2. You Encourage Their Friendships
"Encouraging your partner to create and participate in friendships outside of your own relationship is crucial to trust," Graham says. "It shows that you trust him, and that you want him to have a life outside of your relationship." Because in the end, no relationship is an island.
3. You Don't Glamorize Your Relationship
Letting your partner see the good and the bad is paramount. "Nobody is perfect,"Graham says. "Portraying a perfect image of your relationship, or in your relationship, just isn't realistic." The sooner you let your partner in on your flaws, the sooner your bond of trust will strengthen.
4. You Share Your Fears
Much like showing your less-than-perfect self to your partner, showing that you have fears will strengthen your trust, too. "Sharing your fears with your partner shows that you trust them," Graham says. When you share your fears, you're trusting your partner to take them into consideration, and not exploit them. By putting trust in your partner, they in turn can have trust in you.

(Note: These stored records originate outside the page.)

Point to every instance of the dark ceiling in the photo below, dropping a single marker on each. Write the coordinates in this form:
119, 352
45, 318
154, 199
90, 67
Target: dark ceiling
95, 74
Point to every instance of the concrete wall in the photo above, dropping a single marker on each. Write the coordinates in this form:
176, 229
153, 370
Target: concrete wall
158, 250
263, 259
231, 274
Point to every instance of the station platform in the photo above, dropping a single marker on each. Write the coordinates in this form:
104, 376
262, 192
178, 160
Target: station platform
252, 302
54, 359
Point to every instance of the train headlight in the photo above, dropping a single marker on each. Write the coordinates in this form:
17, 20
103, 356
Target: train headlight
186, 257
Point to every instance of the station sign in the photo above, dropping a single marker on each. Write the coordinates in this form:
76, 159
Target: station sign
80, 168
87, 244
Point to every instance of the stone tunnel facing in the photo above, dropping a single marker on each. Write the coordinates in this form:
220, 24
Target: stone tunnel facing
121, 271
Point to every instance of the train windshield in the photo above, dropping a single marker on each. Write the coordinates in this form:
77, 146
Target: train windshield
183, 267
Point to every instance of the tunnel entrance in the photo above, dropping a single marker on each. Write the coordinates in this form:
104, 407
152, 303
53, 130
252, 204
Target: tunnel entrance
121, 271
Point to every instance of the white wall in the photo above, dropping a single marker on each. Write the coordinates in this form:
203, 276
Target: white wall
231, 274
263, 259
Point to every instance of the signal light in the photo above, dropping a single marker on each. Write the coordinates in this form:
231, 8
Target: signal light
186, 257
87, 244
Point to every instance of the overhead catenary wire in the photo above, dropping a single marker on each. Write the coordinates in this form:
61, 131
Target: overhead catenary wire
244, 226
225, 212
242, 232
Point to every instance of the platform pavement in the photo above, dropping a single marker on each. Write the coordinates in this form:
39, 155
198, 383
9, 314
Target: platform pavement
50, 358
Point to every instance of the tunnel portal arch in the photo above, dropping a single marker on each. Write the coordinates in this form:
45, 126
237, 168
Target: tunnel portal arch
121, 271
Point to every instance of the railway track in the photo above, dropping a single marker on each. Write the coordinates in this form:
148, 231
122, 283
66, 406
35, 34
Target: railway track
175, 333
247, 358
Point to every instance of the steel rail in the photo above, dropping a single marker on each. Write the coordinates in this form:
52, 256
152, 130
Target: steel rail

5. You Don't Compare Your Relationship To Previous Ones
"Comparing your current relationship to any of your previous relationships is a huge hindrance to moving forward with your partner," Graham says. Translation? Let your exes be exes. How can you expect to move forward with your new beau if you're still hanging onto the old one?
6. You Spend Time Apart
It doesn't have to be a long distance relationship, but spending time apart from your partner is crucial. "Spending time with yourself is important to the health of any relationship," Graham says. "You appreciate time with your partner more if you're not together all the time." Absence makes the heart grow fonder.
7. You Don't Point Out Their Flaws
"Creating a relationship where your partner feels comfortable expressing himself means being kind," Graham says. "If your partner has flaws, as everyone does, there's no need for you to pick at them." If there's something your partner does that doesn't sit well with you, try approaching it gently. Graham recommends framing it as something you'd like to work on too, so your partner doesn't feel like you're putting them on blast.
8. You Don't Treat Everything As A Competition
Not everything is win or lose. "A little competition can be fun," Graham says. "But too much and it can get out of hand." From who goes to the gym more, to who's a better cook, to who makes more money — some things are better left alone. You don't need a ribbon for everything awesome thing you do, and neither does your partner. The important part of a relationship is what you can accomplish together, not who can accomplish more than the other.
9. You Don't Make Jokes At Their Expense
Making jokes at your partner's expense is not a love language, make no mistake. "Poking fun at your partner every once in a while is one thing," Graham says. "Making your partner the punch line to every joke is another, and it breeds negativity."
10. You Don't Sugarcoat Things
When things are going awry, don't try and make it seem like everything's fine. Graham recommends honesty, above everything. If you're sugarcoating your problems, they're only going to come around to bite you in the end. If you practice honesty from the start, you're better off.
11. You Don't Walk Away From A Problem
"When things get hard, don't walk away," Graham says. "You have to show your partner you're willing to put in the work when it comes time." Don't run away when the going gets tough. Put in the work, and your trust will blossom from the seeds you've cultivated.
12. You Don't Lie To Them
White lies, big lies; lies are lies. Don't lie to your partner, period. It won't get you anywhere but in a mess. "Lying to your partner is the ultimate act of distrust," Graham says. How is your partner supposed to trust you if you can't tell them the truth?
13. You're Open To Compromise
"Compromise is the most common issue among my clients," Graham says. "From daily chores to emotional needs, relationships require compromise." No relationship is a fairytale. There's no such thing as perfection. In order to create a long lasting relationship full of trust and love, you've got to compromise (and so does your partner). "When you and your partner are both willing to compromise, you show that you trust one another not to take advantage of that compromise." Give a little, take a little, and you'll be well on the road to creating a bond of trust with your partner for the long haul.